Berangkat karena diperankan oleh salah satu aktris favorit saya, Viola Davis, membangun rasa penasaran. Sekilas, bila hanya melihat posternya, sedikit mengingatkan saya dengan ‘Xena: Warrior Princess.’ Tapi, ternyata, apa yang dihadirkan oleh “The Woman King” akan membawa anda dengan apa arti dibalik definisi the strong woman.
Film ini akan terfokus tentang kehidupan suku Dahomey, salah satu suku terkuat di Benua Afrika. Kini, wilayah yang didiami Dahomey telah berubah menjadi Benin. Film ini akan membawa Dahomey di salah satu masa kejayaannya, ketika Raja Ghezo, yang diperankan oleh John Boyega, naik tahta. Raja yang punya banyak istri ini ternyata berhasil berkat kerjasamanya dengan jenderal perangnya, Nanisca, yang diperankan oleh Viola Davis.
Melihat hubungan antara Nanisca dan Ghezo terasa menarik. Ghezo seakan hadir sebagai sosok yang bijak, yang tahu betul siapa yang harus Ia dengan. Disisi lain, Nanisca hadir dengan sosok yang kuat, yang mampu diandalkan, dan punya dedikasi yang tinggi untuk bangsanya. Dinamika ini membuat keberadaan tentara dibawa Nanisca amat memiliki respek dari bangsanya. Prajurit-prajurit perempuan ini disebut sebagai Agojie.

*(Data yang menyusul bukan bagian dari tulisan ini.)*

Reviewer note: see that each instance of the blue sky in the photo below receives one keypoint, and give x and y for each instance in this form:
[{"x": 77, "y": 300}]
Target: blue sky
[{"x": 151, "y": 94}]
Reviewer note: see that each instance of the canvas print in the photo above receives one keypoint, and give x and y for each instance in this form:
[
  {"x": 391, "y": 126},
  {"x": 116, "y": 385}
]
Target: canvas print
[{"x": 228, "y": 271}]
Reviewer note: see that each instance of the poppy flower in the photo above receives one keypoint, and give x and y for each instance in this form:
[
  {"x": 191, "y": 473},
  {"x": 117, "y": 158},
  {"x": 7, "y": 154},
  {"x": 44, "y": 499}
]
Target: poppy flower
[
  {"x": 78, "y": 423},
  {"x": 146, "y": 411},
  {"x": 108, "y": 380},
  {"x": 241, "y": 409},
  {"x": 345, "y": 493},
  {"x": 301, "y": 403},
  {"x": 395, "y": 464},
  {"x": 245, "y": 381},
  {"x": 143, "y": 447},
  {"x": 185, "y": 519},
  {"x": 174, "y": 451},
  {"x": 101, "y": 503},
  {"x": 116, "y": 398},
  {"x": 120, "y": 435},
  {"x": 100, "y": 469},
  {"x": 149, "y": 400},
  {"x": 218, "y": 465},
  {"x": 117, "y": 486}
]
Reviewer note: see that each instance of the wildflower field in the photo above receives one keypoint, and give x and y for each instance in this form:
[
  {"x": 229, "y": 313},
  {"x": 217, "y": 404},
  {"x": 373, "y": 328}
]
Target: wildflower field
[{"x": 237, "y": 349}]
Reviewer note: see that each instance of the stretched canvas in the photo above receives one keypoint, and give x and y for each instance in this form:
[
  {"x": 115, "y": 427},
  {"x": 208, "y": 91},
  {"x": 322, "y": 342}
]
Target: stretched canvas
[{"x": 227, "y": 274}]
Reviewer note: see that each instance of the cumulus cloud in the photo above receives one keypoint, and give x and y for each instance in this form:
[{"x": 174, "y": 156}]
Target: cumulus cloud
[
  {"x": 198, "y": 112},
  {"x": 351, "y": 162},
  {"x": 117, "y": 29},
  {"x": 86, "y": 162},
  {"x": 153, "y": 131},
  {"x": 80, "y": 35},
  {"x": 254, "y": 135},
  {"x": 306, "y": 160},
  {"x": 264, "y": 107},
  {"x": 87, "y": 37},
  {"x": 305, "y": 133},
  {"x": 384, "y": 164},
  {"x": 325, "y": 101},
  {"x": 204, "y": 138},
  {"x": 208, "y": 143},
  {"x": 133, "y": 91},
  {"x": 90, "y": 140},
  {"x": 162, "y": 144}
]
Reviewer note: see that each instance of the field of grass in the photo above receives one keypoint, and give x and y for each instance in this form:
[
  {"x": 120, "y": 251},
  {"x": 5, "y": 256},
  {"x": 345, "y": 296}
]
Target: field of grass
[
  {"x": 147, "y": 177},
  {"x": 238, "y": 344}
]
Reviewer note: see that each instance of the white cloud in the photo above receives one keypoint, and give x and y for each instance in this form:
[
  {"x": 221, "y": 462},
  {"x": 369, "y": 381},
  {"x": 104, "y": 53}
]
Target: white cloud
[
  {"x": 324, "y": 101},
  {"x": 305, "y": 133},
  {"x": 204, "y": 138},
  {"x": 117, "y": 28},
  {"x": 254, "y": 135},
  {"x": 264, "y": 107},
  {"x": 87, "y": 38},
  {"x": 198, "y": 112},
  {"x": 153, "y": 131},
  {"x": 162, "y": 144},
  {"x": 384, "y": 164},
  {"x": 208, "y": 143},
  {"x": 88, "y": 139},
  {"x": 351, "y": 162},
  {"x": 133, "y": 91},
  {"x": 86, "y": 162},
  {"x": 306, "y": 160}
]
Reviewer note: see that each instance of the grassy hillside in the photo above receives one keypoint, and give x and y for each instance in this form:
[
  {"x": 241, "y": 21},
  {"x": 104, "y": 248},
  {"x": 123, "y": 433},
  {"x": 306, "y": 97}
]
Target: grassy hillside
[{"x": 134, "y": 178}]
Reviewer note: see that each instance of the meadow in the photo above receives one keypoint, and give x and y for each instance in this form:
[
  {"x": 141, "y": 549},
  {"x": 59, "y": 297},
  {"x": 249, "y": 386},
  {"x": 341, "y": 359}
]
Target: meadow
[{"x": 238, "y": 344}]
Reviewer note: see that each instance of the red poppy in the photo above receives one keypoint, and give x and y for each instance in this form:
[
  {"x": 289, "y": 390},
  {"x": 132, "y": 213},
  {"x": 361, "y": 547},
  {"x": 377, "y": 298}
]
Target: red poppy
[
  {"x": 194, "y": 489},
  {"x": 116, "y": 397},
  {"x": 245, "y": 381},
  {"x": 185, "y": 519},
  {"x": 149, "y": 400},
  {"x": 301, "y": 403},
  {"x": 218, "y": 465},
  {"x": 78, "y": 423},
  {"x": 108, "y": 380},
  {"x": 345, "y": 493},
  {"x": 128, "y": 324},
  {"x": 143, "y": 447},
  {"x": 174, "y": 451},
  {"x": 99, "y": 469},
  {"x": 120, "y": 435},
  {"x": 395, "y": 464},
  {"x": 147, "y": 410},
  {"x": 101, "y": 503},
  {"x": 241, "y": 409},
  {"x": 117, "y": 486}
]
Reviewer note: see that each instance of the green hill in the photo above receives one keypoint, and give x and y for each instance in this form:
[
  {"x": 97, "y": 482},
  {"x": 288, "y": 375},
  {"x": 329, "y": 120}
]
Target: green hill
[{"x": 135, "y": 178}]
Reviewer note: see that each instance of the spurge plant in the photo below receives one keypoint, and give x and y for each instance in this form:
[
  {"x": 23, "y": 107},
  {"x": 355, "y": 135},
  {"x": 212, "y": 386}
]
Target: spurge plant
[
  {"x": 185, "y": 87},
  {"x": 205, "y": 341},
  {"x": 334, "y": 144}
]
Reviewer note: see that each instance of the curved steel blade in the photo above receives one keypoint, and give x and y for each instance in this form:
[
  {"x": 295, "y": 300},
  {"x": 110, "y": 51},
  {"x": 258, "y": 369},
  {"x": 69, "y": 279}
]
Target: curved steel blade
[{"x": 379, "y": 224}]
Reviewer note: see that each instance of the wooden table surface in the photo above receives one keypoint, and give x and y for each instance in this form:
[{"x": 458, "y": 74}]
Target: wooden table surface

Film ini kemudian akan membawa penonton pada kisah yang lain. Kita akan menjumpai Nawi, gadis yatim piatu yang berusia 19 tahun, diperankan oleh Thuso Mbedu, yang baru saja mengalami masalah. Ia menolak untuk dikawinkan dengan saudagar tua oleh ayah angkatnya. Karena dianggap tidak tahu terima kasih, ayah angkatnya pun mempersembahkan Nawi pada Raja. Hal ini berujung dengan perkenalan Nawi dengan Agojie. Disinilah cerita bermula.
Mengangkat cerita tentang Agojie ternyata berhasil membuat “The Woman King” terasa begitu mengesankan. Ceritanya, film ini berawal dari kepergian Maria Bello ke Benin, yang kemudian mendengar kisah tentang Agojie. Ide ini berhasil dirampungkan menjadi film dan luar biasanya jadi layaknya suguhan dari para wanita. Selayaknya seperti “She Said,” film ini ditulis oleh Maria Bello dan Dana Stevens, serta disutradarai Gina Prince-Bythewood, yang artinya benar-benar hadir dari sudut pandang perempuan.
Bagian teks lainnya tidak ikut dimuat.